My son researched prisons in the state, preparing himself for Buena Vista (the worst) versus Canon City (one of the better state prisons.)

No parent should ever have to think about those options. No parent wants their child in one of those hellholes. Any reasonably sane parent would be terrified to think about their child behind bars for countless years.

When people judge the child, they judge the parent. When people judge the child and the parent, they tend to abandon the family when the family needs them the most.

It is horribly isolating.

We can judge our own children’s stupidity but no one else may because there is still a mom, or a dad, suffering to see their baby in danger that they can’t fix.

When we went to court, again and again, there was a posse of friends that showed up, sat next to us, held our hands, hugged my son, spoke to the judge, pled to not have his life ruined, held space for our fear and our pain.

These friends taught me about the defining lines between true friends and fair weather ones. These friends were there. Just having them sitting behind us in the courtroom made me feel like someone had our backs when the ground beneath our feet became quicksand.

Having people who could show up and love us, love my child, even when he had done something terrible, helped us survive the storm. It helped him stand up in front of the judge prepared for whatever sentence was handed down. He knew he wasn’t alone.

I knew that somehow, some way, I would survive if my boy was taken away in handcuffs.

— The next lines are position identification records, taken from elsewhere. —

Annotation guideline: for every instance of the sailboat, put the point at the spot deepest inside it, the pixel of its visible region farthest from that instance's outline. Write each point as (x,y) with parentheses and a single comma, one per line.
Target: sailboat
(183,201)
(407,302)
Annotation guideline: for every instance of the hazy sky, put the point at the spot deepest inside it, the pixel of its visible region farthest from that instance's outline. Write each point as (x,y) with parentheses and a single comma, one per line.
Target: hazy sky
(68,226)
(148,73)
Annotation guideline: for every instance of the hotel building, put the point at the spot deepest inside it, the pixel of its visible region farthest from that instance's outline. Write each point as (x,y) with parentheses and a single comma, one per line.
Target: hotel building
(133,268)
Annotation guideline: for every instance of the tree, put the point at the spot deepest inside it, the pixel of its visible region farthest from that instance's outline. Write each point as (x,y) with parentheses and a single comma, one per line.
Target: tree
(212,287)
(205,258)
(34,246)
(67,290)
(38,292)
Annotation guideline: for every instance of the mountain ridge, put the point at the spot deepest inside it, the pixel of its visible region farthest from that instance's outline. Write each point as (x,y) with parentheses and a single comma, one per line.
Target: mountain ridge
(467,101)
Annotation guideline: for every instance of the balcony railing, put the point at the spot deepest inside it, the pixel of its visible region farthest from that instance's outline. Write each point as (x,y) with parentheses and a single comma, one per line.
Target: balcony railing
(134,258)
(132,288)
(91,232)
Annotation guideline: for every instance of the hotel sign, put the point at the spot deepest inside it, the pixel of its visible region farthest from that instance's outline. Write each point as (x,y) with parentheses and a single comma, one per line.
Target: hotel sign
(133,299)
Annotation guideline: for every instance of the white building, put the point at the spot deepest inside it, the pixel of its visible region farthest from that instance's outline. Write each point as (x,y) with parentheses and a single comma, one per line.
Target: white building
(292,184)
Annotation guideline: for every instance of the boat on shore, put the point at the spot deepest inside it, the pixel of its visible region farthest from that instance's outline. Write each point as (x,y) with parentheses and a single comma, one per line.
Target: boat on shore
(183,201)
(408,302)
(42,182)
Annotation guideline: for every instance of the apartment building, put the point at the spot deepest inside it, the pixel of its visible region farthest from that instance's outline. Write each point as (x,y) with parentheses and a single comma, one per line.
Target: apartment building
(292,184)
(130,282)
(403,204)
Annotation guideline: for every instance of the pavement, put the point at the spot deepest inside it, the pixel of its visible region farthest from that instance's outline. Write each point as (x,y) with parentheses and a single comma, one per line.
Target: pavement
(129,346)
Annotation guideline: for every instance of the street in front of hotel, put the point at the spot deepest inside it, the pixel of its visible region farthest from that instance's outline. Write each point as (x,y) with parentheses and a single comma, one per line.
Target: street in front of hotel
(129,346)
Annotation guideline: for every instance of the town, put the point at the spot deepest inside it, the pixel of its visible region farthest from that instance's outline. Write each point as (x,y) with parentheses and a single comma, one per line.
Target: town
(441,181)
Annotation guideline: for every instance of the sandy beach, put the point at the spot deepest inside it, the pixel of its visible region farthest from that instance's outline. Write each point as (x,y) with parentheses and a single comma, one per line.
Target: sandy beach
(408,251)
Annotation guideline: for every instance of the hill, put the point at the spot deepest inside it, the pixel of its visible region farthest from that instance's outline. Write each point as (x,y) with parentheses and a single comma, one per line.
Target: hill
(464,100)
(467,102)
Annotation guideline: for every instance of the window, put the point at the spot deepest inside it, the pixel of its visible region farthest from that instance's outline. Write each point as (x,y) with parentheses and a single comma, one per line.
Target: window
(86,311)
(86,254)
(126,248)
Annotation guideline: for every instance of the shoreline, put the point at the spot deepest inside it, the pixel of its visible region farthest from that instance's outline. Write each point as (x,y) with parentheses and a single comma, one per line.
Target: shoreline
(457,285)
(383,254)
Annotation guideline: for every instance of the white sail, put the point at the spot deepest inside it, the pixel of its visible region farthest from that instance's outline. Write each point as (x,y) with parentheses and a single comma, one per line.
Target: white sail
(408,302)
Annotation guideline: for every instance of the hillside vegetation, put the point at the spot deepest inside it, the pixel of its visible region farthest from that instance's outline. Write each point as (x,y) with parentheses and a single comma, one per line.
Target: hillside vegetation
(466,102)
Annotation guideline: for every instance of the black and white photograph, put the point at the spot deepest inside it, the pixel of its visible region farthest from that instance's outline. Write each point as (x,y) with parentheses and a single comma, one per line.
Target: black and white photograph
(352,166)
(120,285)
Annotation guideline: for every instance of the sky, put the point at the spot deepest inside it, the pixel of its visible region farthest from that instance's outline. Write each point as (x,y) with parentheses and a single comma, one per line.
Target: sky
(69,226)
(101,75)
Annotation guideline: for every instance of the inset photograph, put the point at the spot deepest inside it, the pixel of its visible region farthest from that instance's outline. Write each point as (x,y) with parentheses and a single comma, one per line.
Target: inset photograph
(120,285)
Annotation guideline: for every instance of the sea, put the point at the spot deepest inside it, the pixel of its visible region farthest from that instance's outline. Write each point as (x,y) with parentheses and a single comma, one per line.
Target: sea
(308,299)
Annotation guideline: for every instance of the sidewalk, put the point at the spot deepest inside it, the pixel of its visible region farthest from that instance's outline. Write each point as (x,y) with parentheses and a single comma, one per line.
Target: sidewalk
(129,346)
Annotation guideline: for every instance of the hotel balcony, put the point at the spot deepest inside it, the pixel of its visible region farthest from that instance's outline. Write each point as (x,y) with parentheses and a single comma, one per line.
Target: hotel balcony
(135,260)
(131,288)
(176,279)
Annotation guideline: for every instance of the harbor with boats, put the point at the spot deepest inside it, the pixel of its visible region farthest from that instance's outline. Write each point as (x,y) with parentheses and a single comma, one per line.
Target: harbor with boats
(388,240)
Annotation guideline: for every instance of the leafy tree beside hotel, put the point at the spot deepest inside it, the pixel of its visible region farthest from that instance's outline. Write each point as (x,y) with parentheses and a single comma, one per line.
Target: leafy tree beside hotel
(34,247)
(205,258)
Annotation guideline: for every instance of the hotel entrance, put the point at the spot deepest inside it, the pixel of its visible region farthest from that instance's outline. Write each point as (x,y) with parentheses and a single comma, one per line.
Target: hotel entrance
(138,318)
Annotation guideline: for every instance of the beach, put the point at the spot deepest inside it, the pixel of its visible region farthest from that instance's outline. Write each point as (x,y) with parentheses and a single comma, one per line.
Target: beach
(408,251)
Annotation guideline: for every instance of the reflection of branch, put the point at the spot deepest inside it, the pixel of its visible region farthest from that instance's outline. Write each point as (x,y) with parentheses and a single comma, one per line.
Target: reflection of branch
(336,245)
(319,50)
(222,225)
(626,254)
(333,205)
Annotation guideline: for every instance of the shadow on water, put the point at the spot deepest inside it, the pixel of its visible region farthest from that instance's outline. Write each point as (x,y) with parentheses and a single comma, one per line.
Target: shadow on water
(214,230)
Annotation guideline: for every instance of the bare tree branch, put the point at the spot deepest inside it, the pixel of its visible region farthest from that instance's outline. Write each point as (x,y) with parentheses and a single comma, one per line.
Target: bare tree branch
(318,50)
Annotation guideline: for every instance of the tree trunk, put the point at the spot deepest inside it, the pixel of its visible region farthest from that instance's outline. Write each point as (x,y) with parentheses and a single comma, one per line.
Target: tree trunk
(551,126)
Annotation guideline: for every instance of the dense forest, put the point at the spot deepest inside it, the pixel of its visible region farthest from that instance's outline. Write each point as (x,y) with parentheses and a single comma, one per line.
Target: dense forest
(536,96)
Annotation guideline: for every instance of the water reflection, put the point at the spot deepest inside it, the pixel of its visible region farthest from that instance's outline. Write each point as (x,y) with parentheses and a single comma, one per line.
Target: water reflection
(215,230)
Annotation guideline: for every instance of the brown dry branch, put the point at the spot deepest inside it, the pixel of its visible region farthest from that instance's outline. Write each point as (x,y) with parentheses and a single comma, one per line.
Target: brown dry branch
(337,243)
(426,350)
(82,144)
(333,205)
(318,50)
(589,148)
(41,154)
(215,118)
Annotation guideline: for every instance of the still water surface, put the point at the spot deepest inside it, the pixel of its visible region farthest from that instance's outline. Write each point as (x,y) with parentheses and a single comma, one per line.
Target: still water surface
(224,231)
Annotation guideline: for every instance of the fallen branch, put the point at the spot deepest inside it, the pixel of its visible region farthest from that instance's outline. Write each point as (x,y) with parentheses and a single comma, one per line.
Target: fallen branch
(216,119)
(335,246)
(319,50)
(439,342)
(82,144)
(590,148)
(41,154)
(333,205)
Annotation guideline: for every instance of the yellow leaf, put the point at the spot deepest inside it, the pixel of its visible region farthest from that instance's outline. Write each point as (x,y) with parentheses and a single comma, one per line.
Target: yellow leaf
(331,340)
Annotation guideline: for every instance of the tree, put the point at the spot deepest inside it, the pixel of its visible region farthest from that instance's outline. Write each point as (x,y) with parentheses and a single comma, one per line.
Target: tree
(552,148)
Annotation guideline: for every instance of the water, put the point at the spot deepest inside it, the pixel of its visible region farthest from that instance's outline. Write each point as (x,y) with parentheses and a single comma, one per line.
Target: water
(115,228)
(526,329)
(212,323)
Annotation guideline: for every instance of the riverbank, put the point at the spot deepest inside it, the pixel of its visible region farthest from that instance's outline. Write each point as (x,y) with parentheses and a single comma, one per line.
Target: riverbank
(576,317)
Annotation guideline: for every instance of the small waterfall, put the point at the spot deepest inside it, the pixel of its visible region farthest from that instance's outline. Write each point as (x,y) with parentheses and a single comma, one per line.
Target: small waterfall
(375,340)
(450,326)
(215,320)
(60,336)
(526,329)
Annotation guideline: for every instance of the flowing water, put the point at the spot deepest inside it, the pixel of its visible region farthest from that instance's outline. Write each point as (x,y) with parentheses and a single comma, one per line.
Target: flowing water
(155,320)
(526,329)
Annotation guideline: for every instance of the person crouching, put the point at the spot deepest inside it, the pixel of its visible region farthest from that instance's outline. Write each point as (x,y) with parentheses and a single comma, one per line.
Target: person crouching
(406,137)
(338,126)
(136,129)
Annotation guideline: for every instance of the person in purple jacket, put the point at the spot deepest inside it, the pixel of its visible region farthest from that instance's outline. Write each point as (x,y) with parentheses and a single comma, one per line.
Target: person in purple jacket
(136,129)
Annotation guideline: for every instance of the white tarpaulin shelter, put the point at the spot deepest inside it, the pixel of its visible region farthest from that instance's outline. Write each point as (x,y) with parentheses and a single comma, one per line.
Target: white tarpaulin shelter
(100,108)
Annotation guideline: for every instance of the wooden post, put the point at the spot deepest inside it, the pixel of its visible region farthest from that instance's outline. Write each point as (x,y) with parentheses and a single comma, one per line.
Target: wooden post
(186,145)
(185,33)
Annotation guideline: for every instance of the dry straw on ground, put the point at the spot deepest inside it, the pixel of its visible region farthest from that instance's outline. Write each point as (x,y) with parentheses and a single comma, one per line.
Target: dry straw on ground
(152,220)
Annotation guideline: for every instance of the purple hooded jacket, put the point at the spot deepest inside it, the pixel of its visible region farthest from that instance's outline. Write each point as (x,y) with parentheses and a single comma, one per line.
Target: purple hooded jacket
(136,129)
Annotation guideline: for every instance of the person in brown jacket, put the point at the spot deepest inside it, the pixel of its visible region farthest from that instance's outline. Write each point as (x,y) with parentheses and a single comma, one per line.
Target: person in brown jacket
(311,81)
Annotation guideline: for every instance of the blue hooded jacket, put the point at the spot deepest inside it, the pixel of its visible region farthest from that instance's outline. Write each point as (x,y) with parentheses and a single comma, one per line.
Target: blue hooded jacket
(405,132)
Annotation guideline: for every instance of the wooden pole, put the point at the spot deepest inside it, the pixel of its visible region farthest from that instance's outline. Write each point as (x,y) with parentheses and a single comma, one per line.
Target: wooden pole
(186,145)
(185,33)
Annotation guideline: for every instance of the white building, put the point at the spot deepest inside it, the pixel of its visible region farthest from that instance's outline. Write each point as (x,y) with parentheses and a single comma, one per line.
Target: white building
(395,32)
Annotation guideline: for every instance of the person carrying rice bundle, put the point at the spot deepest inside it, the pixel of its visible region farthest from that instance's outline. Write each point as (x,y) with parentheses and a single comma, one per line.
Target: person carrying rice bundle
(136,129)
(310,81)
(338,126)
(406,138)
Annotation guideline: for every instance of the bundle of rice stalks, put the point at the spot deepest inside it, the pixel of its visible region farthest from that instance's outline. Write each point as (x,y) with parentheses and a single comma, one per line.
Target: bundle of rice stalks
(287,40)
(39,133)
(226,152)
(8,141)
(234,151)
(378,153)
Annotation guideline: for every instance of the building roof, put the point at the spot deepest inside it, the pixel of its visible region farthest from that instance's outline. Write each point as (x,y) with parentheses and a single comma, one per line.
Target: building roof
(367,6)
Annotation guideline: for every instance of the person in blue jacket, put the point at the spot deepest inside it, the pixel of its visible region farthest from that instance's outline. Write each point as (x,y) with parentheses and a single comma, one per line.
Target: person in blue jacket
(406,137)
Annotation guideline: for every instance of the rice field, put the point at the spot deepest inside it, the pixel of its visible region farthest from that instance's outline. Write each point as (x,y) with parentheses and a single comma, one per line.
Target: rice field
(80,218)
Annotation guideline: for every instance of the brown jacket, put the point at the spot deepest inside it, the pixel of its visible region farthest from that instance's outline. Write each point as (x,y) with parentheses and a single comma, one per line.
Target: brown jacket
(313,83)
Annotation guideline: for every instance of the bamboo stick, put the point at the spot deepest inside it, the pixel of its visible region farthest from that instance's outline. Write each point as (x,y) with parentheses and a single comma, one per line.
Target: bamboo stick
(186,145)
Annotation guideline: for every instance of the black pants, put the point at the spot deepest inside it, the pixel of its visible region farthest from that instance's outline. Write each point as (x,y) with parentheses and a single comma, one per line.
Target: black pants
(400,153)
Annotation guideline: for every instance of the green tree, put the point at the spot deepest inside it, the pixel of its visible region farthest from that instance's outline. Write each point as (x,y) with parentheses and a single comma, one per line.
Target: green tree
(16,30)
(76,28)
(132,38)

If you haven’t had to stare that down, there is no way to understand the pain that I felt, that a mom, or a parent, feels when in the same impossible position.

I was blessed beyond imaginaton by the support and love that showed up when we needed it most. I will never ever take that for granted. I hope to never have my friendships tested like that again.

I really hope that we never, as a family, face anything that frightening and excruciating again.

But, I learned some lessons through it all.

*don’t judge

*that “bad guy” is someone’s child

*that parent loves their child as much as you love yours

*you show up for your friends. period.